Tuesday, March 7, 2017

The Good Life

Puerto Rico here I come. I sit here drinking my coffee Americano  (that’s how you order a normal coffee on a European ship based on an Italian theme) and when it is finished I will step off the boat and take the only excursion I booked for the entire trip. It will mold my three favorite things, walking, coffee and taking a lot of pictures of local stuffs. It is a historic coffee tour of San Juan which will take you throughout the cobblestone streets and take you to many a historical site, statue and of course coffee house. I will learn the perfect café leche from barristas who make art with their cups. Both drawn in milk and made by hand. I have been looking forward to this for several months. I look forward to taking hundreds of pictures without anyone being humiliated by it as well.

Needless to say I love taking pictures and I love coffee. I’m sure I made that clear but the added bonus of a walk in the sun makes it perfect. To describe that picture above a little better, the hole on that cup is too small for any of my fingers, but it is strong coffee. It’s an Americano because of the way it is served but it is still an Italian roast (espresso beans) brewed like normal coffee American style. That square chocolate  mint is supposed to be dropped in and stirred into the coffee, but I prefer to just eat it when I am done. Tomorrow or tonight who knows, I should have plenty to say about Puerto Rican coffee so stay tuned.

I have settled into being alone. I mind it a hell of a lot less than my history of being in love with love would portray. I have enjoyed being flirted with this entire cruise, and I have to admit that I have enjoyed the whole “not following up on it” attitude that I have acquired. I am after all a married man, despite what it may appear these days, and should anything go astray which it seems to weekly, I really enjoy my own company. I enjoy walking around in circles watching people, and I enjoy just laying in my adjustable bed watching Netflix alone. Scary thought but I am starting to not need anybody and perhaps it is the catalyst to not hating people as much as I have in the past. I need, I accept, I feel guilty, I feel trapped, I feel angry. I don’t need shit right now and I like it.

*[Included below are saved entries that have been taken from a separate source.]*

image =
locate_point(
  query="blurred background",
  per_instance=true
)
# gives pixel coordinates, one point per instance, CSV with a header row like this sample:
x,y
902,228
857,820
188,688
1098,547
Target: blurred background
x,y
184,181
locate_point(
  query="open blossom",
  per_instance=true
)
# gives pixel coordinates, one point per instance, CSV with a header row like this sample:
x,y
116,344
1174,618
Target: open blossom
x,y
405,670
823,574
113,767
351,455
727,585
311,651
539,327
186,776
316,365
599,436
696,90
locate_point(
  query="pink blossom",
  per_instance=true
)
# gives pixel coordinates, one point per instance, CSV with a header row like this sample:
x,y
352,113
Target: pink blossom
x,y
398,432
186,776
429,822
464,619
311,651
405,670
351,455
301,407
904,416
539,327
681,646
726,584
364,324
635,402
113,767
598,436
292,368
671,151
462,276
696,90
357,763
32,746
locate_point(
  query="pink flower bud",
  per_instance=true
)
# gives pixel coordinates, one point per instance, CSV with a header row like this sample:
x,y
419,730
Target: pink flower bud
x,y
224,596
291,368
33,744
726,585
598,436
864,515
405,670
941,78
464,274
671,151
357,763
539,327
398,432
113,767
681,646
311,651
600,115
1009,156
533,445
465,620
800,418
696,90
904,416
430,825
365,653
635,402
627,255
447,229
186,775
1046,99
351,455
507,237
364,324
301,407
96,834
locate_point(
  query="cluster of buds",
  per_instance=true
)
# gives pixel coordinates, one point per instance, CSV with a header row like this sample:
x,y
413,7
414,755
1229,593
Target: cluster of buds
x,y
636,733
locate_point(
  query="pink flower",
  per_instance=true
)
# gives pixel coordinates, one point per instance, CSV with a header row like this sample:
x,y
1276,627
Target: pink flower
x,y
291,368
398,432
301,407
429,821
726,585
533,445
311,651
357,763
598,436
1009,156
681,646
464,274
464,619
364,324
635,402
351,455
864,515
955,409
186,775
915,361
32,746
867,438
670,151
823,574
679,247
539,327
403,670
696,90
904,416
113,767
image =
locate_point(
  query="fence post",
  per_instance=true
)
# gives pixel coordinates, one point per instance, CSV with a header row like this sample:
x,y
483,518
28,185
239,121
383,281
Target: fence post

This isn’t to say that human interaction isn’t nice, but I have that. I go to work and I interact. I go to the assisted living facility my father is in and I interact. Hell there are more people I am not related to that look forward to seeing me there. Why not? I’m a nice person, even to that Yankees fan that lives there, but of course that is after the Red Sox won a few. The fact of the matter is there is a difference between being a human doing and a human being. As a human doing that’s all I ever did. I was doing and not being, and being is what levels me out. I just wish I had figured that out 20 years ago, but better late than never.